Questions to Ask on Your First Date:
It can be hard to initiate meaningful conversation with someone you have only just met, and that too, when the two of you are all by yourselves. Allow the following questions to be your guide:
1. Would You Rather…?
This question type is extremely effective at breaking the ice, allowing both of you to become equal participants.
Moreover, you can make these questions as shallow or as deep as you want. Some examples of interesting ‘would you rather’ questions are:
- Would you rather know the history of every object you have ever touched or have the ability to talk to animals?
- Would you rather be able to see a year into your own future or a year into the future of anyone but yourself?
- Would you rather have unlimited first-class international plane tickets or have free food at restaurants for the rest of your life?
2. What Are You Most Proud of?
Not only will you know what your date values the most, but you will also be able to make them feel good about themselves.
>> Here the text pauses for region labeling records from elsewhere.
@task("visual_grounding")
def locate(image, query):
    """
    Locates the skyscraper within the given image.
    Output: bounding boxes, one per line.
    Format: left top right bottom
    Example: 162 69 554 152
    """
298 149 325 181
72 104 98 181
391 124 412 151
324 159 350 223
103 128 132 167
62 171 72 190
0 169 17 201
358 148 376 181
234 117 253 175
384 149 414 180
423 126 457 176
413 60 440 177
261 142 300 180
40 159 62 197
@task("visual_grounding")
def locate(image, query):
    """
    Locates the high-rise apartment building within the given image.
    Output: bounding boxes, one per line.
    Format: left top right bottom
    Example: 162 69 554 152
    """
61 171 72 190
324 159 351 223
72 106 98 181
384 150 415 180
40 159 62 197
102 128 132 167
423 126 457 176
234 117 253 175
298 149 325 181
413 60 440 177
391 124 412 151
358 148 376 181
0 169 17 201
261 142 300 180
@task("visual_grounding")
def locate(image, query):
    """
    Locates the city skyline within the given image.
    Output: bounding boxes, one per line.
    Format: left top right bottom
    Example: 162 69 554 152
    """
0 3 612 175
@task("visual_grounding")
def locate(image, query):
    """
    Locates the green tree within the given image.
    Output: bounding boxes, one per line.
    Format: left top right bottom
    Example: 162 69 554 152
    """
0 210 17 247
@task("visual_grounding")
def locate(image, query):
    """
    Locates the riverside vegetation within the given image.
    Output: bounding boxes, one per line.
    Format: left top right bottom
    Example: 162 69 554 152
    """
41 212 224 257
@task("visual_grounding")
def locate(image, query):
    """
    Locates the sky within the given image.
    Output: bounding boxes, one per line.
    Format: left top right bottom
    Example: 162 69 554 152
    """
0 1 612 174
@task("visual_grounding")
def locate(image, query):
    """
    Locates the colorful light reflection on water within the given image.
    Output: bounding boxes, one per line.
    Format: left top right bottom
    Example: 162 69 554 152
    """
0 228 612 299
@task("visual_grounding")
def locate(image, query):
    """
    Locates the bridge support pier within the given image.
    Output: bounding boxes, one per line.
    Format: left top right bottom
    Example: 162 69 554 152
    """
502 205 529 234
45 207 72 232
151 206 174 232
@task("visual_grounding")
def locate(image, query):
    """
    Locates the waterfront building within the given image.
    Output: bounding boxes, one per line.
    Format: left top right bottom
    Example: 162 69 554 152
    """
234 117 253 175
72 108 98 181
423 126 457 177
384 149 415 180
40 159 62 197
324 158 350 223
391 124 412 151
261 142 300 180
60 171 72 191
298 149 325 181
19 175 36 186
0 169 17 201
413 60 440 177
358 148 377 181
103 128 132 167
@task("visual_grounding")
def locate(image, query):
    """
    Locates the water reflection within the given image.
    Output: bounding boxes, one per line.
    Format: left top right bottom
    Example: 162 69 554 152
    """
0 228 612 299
They might mention something professional like getting their perfect job or something personal like the volunteer work they did during college.
3. Who Are The Special People in Your Life?
This is a good chance to know about the closest people in your date’s life, such as parents, siblings, grandparents, friends, or even their pets.
Get to learn about the people who have been with your date through thick and thin and helped them become the person that they are today.
Enjoy the glimmer in their eyes as they talk about their favorite people and the times spent with them. However, since this is a rather personal question, hold it back until you guys have broken the ice and your date is conversing comfortably and openly.
4. What Are Your Hobbies?
This one might sound cliché, but it is a tried and tested way to get the other person talking.
Moreover, you can learn about the habits and activities that keep your date busy and whether there are any activities that the two of you might try out together.
A vital aspect of getting to know someone is knowing about their passions.
5. Why Did You Choose The Profession That You Did?
Again, some people might find work- and career-related conversation boring on a first date. But you cannot deny that their profession and career are a significant portion of who they are, so you might want to cast a bit of light on that region.
The idea is to learn something more profound about your date, but, once again, you also need to make sure that the question does not sound too intrusive and makes them uncomfortable.